When I met them they claimed other things for their products but
they do not actually claim that particular attribute. How can
you explain that many of the developing countries, including India
and others, are actually very opposed to this GM technology? They
do not see it as a solution for their countries, they see it as
a threat to their indigenous agriculture.
(Sir Robert May) Distinguish between the potential
of constructing crops which work with nature rather than against
it with the aid of unsustainable chemical and other fossil fuels,
energy subsidised inputs, which is what I have been talking about,
and a move away from traditional cultures which shattered more
by the input of large seemingly imperial external other interests,
which is what Monsanto represents, paradigmatically, when it is
going to sell you seeds which are inviable year to year. There
is a distinction between my, you may say, "science fictioney"
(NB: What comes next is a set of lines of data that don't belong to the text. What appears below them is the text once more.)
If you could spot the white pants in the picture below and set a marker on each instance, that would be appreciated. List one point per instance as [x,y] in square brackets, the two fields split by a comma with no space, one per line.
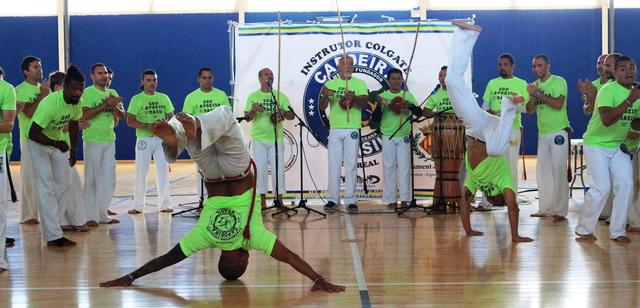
[51,178]
[603,164]
[551,174]
[28,198]
[397,163]
[146,148]
[72,211]
[479,124]
[264,155]
[343,151]
[99,179]
[513,153]
[634,209]
[4,264]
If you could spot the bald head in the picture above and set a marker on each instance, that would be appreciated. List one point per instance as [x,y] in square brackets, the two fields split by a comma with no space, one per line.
[345,65]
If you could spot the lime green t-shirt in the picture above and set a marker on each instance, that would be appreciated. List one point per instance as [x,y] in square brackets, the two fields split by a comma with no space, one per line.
[54,113]
[222,222]
[26,93]
[149,108]
[199,102]
[7,103]
[499,87]
[390,120]
[337,115]
[491,176]
[440,101]
[261,125]
[100,128]
[551,120]
[596,83]
[597,135]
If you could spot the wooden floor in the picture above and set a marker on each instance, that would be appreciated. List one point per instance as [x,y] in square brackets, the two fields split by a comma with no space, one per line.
[415,260]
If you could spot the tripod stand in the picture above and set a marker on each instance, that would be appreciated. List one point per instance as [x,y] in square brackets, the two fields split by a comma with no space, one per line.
[195,210]
[302,204]
[277,203]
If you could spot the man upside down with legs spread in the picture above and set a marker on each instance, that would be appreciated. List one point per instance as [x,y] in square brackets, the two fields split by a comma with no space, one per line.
[487,136]
[229,220]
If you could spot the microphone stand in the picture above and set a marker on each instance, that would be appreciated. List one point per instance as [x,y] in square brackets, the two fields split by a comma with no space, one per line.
[414,203]
[302,204]
[277,203]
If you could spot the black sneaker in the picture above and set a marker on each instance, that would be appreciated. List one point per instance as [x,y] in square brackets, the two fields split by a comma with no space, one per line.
[331,206]
[352,208]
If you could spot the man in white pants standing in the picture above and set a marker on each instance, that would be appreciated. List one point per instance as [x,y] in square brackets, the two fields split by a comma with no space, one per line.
[345,95]
[102,107]
[28,94]
[48,149]
[501,86]
[145,108]
[201,101]
[487,136]
[607,156]
[549,100]
[396,151]
[8,113]
[266,115]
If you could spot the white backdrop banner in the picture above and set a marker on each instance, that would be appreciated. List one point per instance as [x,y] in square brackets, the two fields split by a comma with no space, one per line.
[309,54]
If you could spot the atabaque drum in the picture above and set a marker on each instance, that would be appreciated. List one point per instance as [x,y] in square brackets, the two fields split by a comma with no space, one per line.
[447,151]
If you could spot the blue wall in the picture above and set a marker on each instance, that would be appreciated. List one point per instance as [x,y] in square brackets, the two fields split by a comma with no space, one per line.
[177,45]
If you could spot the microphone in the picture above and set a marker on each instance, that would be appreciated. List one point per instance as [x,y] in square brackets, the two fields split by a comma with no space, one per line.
[435,89]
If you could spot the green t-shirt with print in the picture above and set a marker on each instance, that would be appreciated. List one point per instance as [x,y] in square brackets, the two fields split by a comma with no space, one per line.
[440,101]
[222,222]
[337,115]
[551,120]
[499,87]
[7,103]
[100,128]
[199,102]
[597,135]
[391,120]
[149,108]
[53,114]
[261,125]
[26,93]
[491,176]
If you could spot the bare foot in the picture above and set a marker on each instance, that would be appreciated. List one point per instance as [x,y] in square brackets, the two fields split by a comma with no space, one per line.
[189,123]
[538,215]
[80,229]
[475,233]
[466,26]
[521,239]
[622,239]
[111,221]
[32,221]
[61,242]
[586,237]
[164,131]
[123,281]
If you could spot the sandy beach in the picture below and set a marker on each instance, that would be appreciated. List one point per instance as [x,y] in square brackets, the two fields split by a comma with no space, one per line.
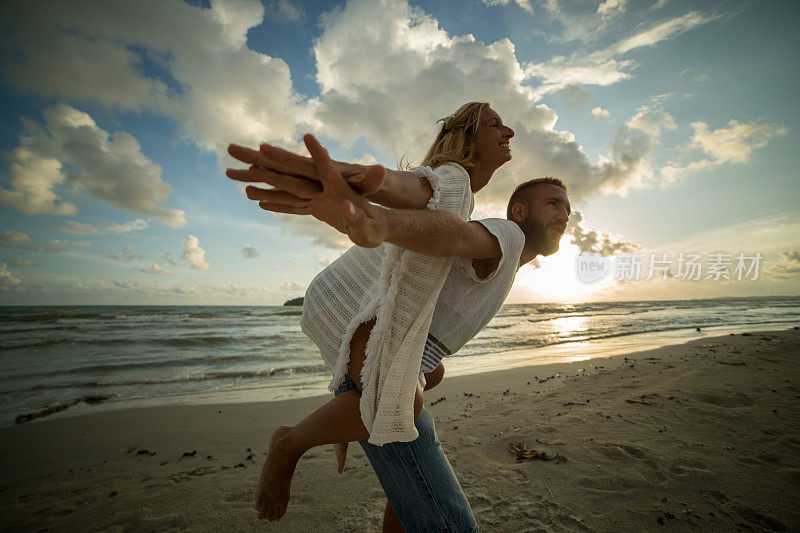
[703,436]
vision of how the world may be in the year 2200 and the immediate
present, of the threat, which even in the First World worries
me, of centralisation of particular technology in the hands of
an organisation whose interest is in its own financial future
not the world's. I am saying one thing. I do not expect them to
be interested in that although wiser public relations, which is
not what they have been good at, would at least say it. I want
us to move to machinery, and frankly I am non specific about it,
I am looking longer term, but I want us to be taking the same
first steps towards machinery which will put in place international
things that help us direct the potential of these technologies
into doing the things I want them to do as distinct from being
driven purely by what will sell the seed to a farmer.
Joan Walley
164. Earlier on you spoke at great length
about the importance of the climate change convention and the
role which the UK had had in that. It seems to me that the difficulties
which are there are exactly the same difficulties which apply
to your very last sentence, which was all about how on an international
basis we can actually have environmental agreements in place which
match and dovetail and balance the international trade agreements.
It seems to me that is a fundamental issue which we have not really
cracked yet and certainly science has not had that input into.
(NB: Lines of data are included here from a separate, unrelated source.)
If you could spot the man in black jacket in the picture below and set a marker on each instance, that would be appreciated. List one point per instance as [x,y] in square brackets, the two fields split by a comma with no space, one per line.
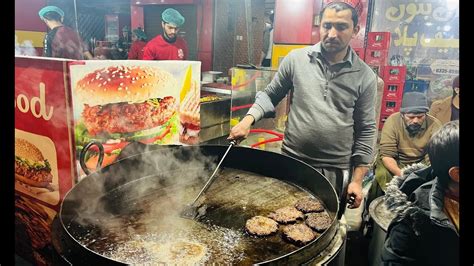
[426,200]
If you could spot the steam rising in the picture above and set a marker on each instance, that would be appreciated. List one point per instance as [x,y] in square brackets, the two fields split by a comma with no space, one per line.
[25,48]
[169,175]
[130,212]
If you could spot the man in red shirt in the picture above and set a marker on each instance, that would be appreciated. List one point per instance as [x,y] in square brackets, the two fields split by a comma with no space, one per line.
[168,46]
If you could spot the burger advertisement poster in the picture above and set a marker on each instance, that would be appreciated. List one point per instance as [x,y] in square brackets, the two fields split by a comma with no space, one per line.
[44,152]
[120,102]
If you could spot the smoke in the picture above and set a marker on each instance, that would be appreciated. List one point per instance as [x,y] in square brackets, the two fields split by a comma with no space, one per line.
[25,48]
[150,190]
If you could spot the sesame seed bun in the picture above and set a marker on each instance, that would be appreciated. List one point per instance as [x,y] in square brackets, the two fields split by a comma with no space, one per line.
[26,150]
[31,175]
[132,84]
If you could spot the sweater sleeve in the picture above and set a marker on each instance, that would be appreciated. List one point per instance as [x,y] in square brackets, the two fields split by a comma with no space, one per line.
[365,126]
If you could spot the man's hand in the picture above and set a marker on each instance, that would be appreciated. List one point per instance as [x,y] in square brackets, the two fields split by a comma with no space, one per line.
[355,187]
[355,190]
[240,131]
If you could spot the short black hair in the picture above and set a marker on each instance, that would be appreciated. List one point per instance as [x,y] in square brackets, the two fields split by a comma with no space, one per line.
[443,150]
[51,15]
[339,6]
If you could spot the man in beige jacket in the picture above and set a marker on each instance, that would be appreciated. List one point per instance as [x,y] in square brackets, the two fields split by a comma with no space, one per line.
[403,140]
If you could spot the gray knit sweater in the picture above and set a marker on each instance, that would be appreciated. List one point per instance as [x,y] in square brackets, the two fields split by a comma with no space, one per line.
[331,122]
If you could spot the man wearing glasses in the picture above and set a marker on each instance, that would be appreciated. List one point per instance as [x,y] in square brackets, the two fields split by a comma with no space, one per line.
[405,135]
[168,46]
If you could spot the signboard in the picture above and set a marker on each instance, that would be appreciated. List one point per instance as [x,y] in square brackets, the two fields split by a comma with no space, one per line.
[425,37]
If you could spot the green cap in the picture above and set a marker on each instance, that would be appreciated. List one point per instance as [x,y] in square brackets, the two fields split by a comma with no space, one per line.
[140,34]
[47,9]
[173,17]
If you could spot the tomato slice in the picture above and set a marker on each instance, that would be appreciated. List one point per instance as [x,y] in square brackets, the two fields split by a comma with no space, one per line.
[108,159]
[156,138]
[110,147]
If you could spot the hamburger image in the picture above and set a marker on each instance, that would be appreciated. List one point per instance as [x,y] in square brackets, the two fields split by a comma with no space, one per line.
[124,104]
[31,167]
[189,117]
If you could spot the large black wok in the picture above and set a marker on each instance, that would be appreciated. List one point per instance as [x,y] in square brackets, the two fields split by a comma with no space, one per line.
[112,214]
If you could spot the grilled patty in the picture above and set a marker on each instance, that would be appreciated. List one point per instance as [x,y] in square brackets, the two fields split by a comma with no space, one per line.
[298,234]
[286,215]
[261,226]
[318,221]
[309,205]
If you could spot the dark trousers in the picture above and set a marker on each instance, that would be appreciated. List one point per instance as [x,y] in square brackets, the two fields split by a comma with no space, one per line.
[266,62]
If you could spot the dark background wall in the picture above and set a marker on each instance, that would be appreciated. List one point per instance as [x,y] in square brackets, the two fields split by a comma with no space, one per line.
[230,22]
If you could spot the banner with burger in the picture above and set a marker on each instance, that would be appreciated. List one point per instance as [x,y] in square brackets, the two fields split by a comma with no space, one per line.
[119,102]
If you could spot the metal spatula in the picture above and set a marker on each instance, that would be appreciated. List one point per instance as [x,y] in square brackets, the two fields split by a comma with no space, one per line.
[191,210]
(Sir Robert May) Two quick things. Firstly, I
am under no delusion that what we have achieved in climate change
at Kyoto and since then is anything other than the first slow
beginnings of the turning of the wheels as the train begins slowly
to move out of the station. Small in some sense though that achievement
is, if I may quote Chairman Mao, "the longest journey begins
with a single step", and it was hugely important and actually
achieved against the odds. It is a beginning and we shall go on
from that. The gulf between my hope for the world in the year
2200 and what we are talking about today also begins with small
steps. One of those small steps is a recognition that the UK Government's
interest in this is first the safety, you could almost say the
psychic health, of the population. It is not really about food
safety, it is about not being upset all the time. It is not about
using this as a metaphor for something. I am not joking. It is
partly making sure that we are not merely doing the right things,
recognising the world's reality, but we are seen to be doing them
and part of that is wanting to be part of an agriculture that
is going to come and not be left behind, not create it and then
not have its benefits, but part of it is taking a more idealistic
view of the future. All that is what I want us to be doing and
I have gone on and on about the last bit because other people
are not going to talk to you about that and part of my job is
indeed to lift sights beyond the immediate horizon.
Chairman: Thank you
very much indeed, that has certainly been a non-grey and very
colourful performance and fascinating from our point of view and
I hope the audience's. We are grateful to you and your colleague
for coming along today. Thank you very much.